I have a dataframe with column headings (and for my real data multi-level row indexes). I want to add a second level index to the columns based on a list I have.
import pandas as pd
data = {"apple": [7,5,6,4,7,5,8,6],
"strawberry": [3,5,2,1,3,0,4,2],
"banana": [1,2,1,2,2,2,1,3],
"chocolate" : [5,8,4,2,1,6,4,5],
"cake":[4,4,5,1,3,0,0,3]
}
df = pd.DataFrame(data)
food_cat = ["fv","fv","fv","j","j"]
I am wanting something that looks like this:
I tried to use How to add a second level column header/index to dataframe by matching to dictionary values? - however couldn't get it working (and not ideal as I'd need to figure out how to automate the dictionary, which I don't have).
I also tried adding the list as a row in the dataframe and converting that row to a second level index as in this answer using
df.loc[len(df)] = food_cat
df = pd.MultiIndex.from_arrays(df.columns, df.iloc[len(df)-1])
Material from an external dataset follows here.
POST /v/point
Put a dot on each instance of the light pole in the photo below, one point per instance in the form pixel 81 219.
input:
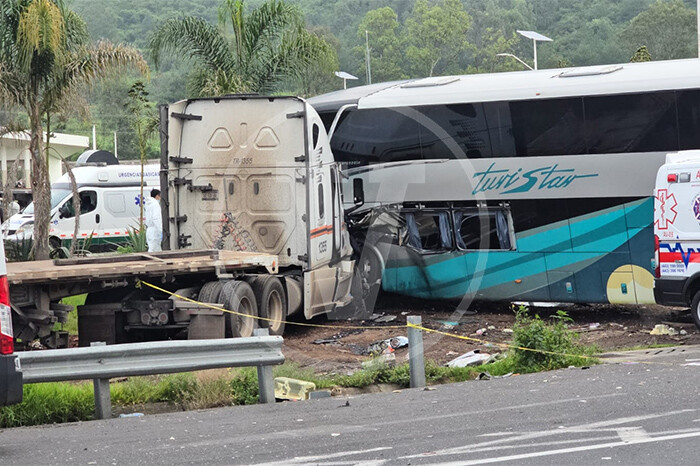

but got the error Check if lengths of all arrays are equal or not, TypeError: Input must be a list / sequence of array-likes.
I also tried using df = pd.MultiIndex.from_arrays(df.columns, np.array(food_cat))
with import numpy as np
but got the same error.
I feel like this should be a simple task (it is for rows), and there are a lot of questions asked, but I was struggling to find something I could duplicate to adapt to my data.
Pandas multi index creation requires a list(or list like) passed as an argument:
df.columns = pd.MultiIndex.from_arrays([food_cat, df.columns])
df
fv j
apple strawberry banana chocolate cake
0 7 3 1 5 4
1 5 5 2 8 4
2 6 2 1 4 5
3 4 1 2 2 1
4 7 3 2 1 3
5 5 0 2 6 0
6 8 4 1 4 0
7 6 2 3 5 3